Was just wondering if somebody would be able to clarify something for me regarding variance stabilising transformation and batch correction and subsequently extracting a matrix of batch corrected VST counts.
I have run an experiment as follows:
DESeqDataSetFromMatrix(countData = countdata, colData = sampledata, design = ~ Organ +Extraction+ Age ) DESeq(dds, reduced = ~Organ+Extraction, test = "LRT", parallel = TRUE)
Extraction being the batch (for this run, only two batches, 1 and 2). And i only want to see DE genes as a result of Age. Organ and batch (extraction) effects are therefore included in the reduced model.
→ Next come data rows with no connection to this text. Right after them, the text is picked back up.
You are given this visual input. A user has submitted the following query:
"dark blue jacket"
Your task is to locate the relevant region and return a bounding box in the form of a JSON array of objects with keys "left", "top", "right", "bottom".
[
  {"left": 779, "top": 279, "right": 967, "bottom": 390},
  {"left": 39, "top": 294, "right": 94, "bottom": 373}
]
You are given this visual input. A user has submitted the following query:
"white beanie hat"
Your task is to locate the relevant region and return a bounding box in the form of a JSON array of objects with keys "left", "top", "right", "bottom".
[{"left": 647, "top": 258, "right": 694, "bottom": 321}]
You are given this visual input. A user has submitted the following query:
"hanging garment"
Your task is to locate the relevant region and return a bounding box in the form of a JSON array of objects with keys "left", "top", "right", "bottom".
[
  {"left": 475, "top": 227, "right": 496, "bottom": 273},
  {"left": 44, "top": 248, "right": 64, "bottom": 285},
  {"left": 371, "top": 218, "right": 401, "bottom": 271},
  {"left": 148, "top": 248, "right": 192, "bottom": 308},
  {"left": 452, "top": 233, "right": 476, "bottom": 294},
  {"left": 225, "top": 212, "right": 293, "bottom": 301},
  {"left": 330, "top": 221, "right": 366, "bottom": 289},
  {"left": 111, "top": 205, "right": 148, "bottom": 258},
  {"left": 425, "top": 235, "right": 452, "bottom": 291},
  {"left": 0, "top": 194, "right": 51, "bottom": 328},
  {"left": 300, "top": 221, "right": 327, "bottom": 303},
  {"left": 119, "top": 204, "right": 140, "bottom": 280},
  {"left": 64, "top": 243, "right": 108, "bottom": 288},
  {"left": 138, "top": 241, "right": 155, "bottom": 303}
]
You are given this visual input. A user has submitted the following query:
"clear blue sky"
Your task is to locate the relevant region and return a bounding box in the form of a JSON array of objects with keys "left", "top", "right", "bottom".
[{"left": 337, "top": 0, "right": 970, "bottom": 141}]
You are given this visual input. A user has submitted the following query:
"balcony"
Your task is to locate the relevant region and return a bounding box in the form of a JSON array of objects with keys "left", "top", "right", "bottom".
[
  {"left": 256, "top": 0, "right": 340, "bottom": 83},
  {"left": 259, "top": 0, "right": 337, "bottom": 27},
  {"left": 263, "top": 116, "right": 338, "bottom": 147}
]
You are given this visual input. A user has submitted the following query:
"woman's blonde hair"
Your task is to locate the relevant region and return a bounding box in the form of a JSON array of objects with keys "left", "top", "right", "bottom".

I am happy with the inclusion of extraction in the reduced model and i cannot see any clear batch related effects when plotting PCA and there is a good mix amongst batches.
I would like to do further downstream analysis away from DESeq2 however and so need to take a log or VST transformed counts table for this analysis. Although these effects are modelled within DESeq2, is:
vsd <- vst(dds) and then extracting counts from this taking in to account the batch effects across samples? or does the variance stabilisation automatically take care of this?
If not, is there a way to extract a VST of counts with batch effects accounted for?
My downstream analysis is machine learning classification. I have been using a VST counts matrix till now which has caused no real issues during classification across all samples and ages etc, however I will soon have an additional 3 batches so want to make sure these effects are completely minimised in the future.